ROOT_DIR: Path = Path("/home/me/dyff")

# Develop using the local platform
dyffapi = DyffLocalPlatform(
    storage_root=ROOT_DIR / ".dyff-local",
)
# When you're ready, switch to the remote platform:
# dyffapi = Client(...)

module_root = str(ROOT_DIR / "my-notebook")
module = dyffapi.modules.create_package(
    module_root,
    account=ACCOUNT,
    name="my-notebook",
)
dyffapi.modules.upload_package(module, module_root)
print(module.json(indent=2))

Create a Method¶

The Method resource specifies the inputs and outputs:

method_description = """
# Summary

Visualizes the relationship between mean word length in prompts and system
completions.
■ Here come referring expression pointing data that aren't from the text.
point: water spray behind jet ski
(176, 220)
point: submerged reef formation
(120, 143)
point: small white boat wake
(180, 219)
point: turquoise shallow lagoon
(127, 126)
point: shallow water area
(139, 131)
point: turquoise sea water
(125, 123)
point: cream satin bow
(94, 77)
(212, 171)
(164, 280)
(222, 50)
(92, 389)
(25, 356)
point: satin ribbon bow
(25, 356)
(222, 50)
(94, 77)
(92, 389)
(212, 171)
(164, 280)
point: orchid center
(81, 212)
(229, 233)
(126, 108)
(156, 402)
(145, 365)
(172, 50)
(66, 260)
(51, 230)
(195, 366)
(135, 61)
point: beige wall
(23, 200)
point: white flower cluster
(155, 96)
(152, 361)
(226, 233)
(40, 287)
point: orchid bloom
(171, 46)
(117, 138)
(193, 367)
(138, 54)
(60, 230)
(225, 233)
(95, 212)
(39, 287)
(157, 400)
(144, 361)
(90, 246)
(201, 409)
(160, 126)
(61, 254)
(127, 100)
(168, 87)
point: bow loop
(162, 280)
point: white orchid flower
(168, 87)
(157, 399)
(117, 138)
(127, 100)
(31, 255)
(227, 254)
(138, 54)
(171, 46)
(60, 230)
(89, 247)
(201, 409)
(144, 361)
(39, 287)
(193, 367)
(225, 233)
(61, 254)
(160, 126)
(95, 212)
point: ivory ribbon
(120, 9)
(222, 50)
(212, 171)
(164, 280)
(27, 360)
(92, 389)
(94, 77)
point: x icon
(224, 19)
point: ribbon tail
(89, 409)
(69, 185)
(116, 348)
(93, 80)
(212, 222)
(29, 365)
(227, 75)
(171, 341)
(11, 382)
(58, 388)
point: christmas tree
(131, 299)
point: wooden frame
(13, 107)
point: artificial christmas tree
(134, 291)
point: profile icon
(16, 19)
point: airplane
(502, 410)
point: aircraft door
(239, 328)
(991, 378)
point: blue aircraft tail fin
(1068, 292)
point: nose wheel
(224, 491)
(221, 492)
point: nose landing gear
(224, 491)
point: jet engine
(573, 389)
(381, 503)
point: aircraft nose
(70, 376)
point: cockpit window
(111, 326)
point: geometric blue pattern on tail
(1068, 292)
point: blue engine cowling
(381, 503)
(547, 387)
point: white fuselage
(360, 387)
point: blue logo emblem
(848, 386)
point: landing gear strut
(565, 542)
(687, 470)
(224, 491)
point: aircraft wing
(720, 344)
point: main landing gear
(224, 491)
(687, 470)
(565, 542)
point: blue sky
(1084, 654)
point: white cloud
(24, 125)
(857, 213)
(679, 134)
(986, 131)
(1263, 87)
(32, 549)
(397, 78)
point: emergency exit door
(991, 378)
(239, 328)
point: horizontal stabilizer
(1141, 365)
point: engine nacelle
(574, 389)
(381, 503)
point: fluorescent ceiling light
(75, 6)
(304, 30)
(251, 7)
The description uses [Markdown](https://www.markdownguide.org) syntax.
"""
method_request = MethodCreateRequest(
    name="mean-word-length-notebook",
    # The notebook analyzes multiple measurements of the same system
    scope=MethodScope.InferenceService,
    description=method_description,
    # The method is implemented as a Jupyter notebook
    implementation=MethodImplementation(
        kind=MethodImplementationKind.JupyterNotebook,
        jupyterNotebook=MethodImplementationJupyterNotebook(
            notebookModule=module.id,
            # The path to the notebook file, relative to the module root directory
            notebookPath="my-notebook.ipynb",
        ),
    ),
    # The method accepts one argument called 'threshold'
    parameters=[
        MethodParameter(keyword="threshold", description="(float) A numeric threshold"),
    ],
    # The method accepts two PyArrow datasets as inputs:
    # - The one called 'easy' is a Measurement on the "easy" dataset
    # - The one called 'hard' is a Measurement on the "hard" dataset
    inputs=[
        MethodInput(kind=MethodInputKind.Measurement, keyword="easy"),
        MethodInput(kind=MethodInputKind.Measurement, keyword="hard"),
    ],
    # The method produces a SafetyCase
    output=MethodOutput(
        kind=MethodOutputKind.SafetyCase,
        safetyCase=SafetyCaseSpec(
            name="mean-word-length-safetycase",
            description="This is also **Markdown**.",
        ),
    ),
    # The Module containing the Method code
    modules=[module.id],
    account=ACCOUNT,
)
method = dyffapi.methods.create(method_request)
print(method.json(indent=2))

For this notebook, both of the inputs are Measurements — they could also be Datasets, Evaluations, or Reports. Here, we want to analyze a Measurement computed using the same Method but applied to two different input datasets, called easy and hard.